“Too late!” murmured the old man, looking wistfully into the Chemist’s face; and the tears stole down his cheeks.

“That’s what I say, father,” interposed his son in a low voice. “That’s where it is, exactly. To keep as quiet as ever we can while he’s a dozing, is the only thing to do. You’re right, father!”

Redlaw paused at the bedside, and looked down on the figure that was stretched upon the mattress. It was that of a man, who should have been in the vigour of his life, but on whom it was not likely the sun would ever shine again. The vices of his forty or fifty years’ career had so branded him, that, in comparison with their effects upon his face, the heavy hand of Time upon the old man’s face who watched him had been merciful and beautifying.

“Who is this?” asked the Chemist, looking round.

“My son George, Mr. Redlaw,” said the old man, wringing his hands. “My eldest son, George, who was more his mother’s pride than all the rest!”

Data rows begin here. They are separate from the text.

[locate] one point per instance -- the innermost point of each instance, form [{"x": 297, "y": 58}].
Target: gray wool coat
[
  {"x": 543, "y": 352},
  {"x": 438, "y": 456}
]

Redlaw’s eyes wandered from the old man’s grey head, as he laid it down upon the bed, to the person who had recognised him, and who had kept aloof, in the remotest corner of the room. He seemed to be about his own age; and although he knew no such hopeless decay and broken man as he appeared to be, there was something in the turn of his figure, as he stood with his back towards him, and now went out at the door, that made him pass his hand uneasily across his brow.

“William,” he said in a gloomy whisper, “who is that man?”

“Why you see, sir,” returned Mr. William, “that’s what I say, myself. Why should a man ever go and gamble, and the like of that, and let himself down inch by inch till he can’t let himself down any lower!”

“Has he done so?” asked Redlaw, glancing after him with the same uneasy action as before.

“Just exactly that, sir,” returned William Swidger, “as I’m told. He knows a little about medicine, sir, it seems; and having been wayfaring towards London with my unhappy brother that you see here,” Mr. William passed his coat-sleeve across his eyes, “and being lodging up stairs for the night—what I say, you see, is that strange companions come together here sometimes—he looked in to attend upon him, and came for us at his request. What a mournful spectacle, sir! But that’s where it is. It’s enough to kill my father!”